Europa – was bedeutet das für uns? So fern uns andere Länder manchmal scheinen: Wir sind Teil eines Kontinents, dessen Bevölkerung (einschließlich der Länder, die nicht der Europäischen Union angehören) über 740 Millionen Menschen umfasst, also ein knappes Zehntel der Weltbevölkerung. So viele unterschiedliche geografische und klimatische Umstände, so viele verschiedene Kulturen – und damit auch so viele Möglichkeiten, den Horizont zu erweitern und einander zu bereichern!
Das RBB ist Europaschule. Wir legen viel Wert auf europäische Zusammenarbeit und regelmäßigen Austausch, begrüßen gern Gäste aus anderen Ländern und reisen selbst zu interessanten Projekten. Auch unser Schulneubau profitiert erheblich von Mitteln der Europäischen Union. Da ist es eine Selbstverständlichkeit, dass wir jedes Jahr einen Europatag an unserer Schule feiern.
In diesem Jahr wurde der Europatag in der Beimlerstraße federführend von einer Abschlussklasse der Kaufleute für Büromanagement ausgerichtet, der KBM32, gut unterstützt von ihrer Sozialkundelehrerin, Frau Malchow. Die 13 Schülerinnen und Schüler hatten sich verschiedene spannende Stationen für die anderen Klassen ausgedacht: Ein Bingo, ein Europaquiz, dazu noch ein Jeopardy – wir durften alle unsere Kenntnisse testen! Herr Kummerow bereitete mit Schülerinnen und Schülern internationale Leckereien für die Pausen zu, die alle sehr schmackhaft waren und schneller über den Tisch gingen, als nachgeliefert werden konnte. Schulsozialarbeiterin Frau Hadlich lud zu einem Europapuzzle ein, jonglierte mit Zahlen und Fakten und fand mit den Auszubildenden heraus, wie die Bezeichnung für ihren Beruf in anderen Sprachen lautet. Frau Wolf führte mit diversen Klassen ausführliche Gespräche über den spanischen Kulturraum, vom Fußball bis zur Herkunft des Kakaos. Und die Ehrenamtlichen von Sea-Eye, darunter Laura-Ann Schröder, berichteten in sehr bewegender Weise von der Seenotrettung im Mittelmeer, also an den Grenzen Europas. In der Siemensallee erstellten zwei BVJA-Klassen Plakate, auf denen sie ihre Beziehung zu Europa reflektierten: Warum fühlen wir uns hier gut und sicher? Und Rosi Spießwinkel vom Jugendmigrationsdienst drehte mit einigen Jugendlichen einen Film.

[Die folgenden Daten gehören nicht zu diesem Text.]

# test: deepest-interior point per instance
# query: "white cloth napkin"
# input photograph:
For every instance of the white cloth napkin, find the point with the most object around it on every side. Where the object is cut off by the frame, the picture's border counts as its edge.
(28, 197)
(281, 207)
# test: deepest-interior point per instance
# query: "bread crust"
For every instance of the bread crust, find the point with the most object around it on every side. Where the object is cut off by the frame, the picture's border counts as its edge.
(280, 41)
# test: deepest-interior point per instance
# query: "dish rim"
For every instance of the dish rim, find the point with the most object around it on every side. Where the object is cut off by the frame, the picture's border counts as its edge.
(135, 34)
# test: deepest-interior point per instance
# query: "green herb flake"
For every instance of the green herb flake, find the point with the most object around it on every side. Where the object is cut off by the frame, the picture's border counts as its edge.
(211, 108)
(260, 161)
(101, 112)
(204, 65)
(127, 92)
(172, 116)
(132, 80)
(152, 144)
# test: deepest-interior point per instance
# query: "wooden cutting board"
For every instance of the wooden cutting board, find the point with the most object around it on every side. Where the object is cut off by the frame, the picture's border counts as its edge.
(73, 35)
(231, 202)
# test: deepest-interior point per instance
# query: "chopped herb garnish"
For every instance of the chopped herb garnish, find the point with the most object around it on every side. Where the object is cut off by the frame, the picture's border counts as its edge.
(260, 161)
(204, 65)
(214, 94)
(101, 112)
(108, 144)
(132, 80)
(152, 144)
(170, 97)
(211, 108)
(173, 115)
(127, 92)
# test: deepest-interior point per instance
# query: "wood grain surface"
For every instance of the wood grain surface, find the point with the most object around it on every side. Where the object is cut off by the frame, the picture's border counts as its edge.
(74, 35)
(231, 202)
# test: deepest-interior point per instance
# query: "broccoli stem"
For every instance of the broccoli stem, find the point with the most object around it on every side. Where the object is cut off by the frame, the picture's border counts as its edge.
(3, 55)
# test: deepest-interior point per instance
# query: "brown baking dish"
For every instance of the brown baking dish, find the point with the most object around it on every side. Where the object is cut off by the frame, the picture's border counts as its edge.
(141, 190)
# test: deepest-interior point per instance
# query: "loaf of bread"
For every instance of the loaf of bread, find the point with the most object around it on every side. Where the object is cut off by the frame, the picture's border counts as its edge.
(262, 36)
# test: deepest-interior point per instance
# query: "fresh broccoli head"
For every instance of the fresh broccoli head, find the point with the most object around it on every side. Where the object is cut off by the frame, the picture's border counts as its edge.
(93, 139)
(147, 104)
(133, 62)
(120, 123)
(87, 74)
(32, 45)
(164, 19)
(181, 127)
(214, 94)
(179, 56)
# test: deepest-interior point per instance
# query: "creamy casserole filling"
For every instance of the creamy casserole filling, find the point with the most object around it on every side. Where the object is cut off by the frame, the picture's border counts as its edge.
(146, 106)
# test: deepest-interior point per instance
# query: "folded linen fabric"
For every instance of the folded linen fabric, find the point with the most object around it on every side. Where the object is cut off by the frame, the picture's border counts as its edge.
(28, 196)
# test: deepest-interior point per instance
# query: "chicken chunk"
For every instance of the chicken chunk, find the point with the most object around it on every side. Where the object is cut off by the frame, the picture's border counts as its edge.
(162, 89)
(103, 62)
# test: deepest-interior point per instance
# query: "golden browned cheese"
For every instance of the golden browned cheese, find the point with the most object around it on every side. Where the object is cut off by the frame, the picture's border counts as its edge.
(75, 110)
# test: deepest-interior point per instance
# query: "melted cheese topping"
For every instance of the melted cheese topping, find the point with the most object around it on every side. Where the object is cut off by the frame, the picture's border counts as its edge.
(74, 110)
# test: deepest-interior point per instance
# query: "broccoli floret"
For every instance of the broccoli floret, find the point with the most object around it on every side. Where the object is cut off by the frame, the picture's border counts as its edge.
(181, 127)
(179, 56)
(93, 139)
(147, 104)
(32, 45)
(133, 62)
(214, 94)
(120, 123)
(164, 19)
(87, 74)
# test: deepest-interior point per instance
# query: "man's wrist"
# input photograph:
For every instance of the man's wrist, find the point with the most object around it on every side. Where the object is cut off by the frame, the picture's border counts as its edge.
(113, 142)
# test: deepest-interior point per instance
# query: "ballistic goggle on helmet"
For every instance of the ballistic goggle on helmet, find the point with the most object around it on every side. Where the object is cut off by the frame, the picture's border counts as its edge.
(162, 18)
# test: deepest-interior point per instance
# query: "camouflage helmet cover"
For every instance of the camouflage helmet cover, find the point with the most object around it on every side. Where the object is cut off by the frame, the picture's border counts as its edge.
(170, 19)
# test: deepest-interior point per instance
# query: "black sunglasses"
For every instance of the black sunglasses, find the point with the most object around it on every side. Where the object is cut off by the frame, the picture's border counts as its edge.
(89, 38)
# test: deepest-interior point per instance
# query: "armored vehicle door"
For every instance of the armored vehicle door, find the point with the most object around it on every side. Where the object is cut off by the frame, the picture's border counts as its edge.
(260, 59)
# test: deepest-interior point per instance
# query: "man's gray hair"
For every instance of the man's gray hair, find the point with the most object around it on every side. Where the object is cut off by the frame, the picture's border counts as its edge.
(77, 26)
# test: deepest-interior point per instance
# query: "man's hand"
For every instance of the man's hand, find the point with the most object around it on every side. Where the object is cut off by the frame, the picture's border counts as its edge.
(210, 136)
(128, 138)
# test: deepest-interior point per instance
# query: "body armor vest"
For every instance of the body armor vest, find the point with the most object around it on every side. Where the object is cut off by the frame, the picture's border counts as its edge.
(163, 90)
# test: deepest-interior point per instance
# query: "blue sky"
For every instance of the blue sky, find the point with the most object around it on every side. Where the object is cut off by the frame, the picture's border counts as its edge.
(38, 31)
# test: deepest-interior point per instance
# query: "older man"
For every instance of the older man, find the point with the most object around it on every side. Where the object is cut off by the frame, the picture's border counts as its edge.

So gab es ein vielfältiges Angebot, das viele Klassen wahrnehmen konnten. Die Lehrkräfte zeigten sich ebenfalls engagiert und begleiteten die Auszubildenden gerne zu den verschiedenen Veranstaltungen.
Auch im nächsten Schuljahr werden wir sicher wieder unter Einbeziehung der ganzen Schule einen Europatag gestalten und uns bewusst daran erinnern, wie sehr wir als Menschen auf unserem Kontinent – und letztlich weltweit – miteinander verbunden sind.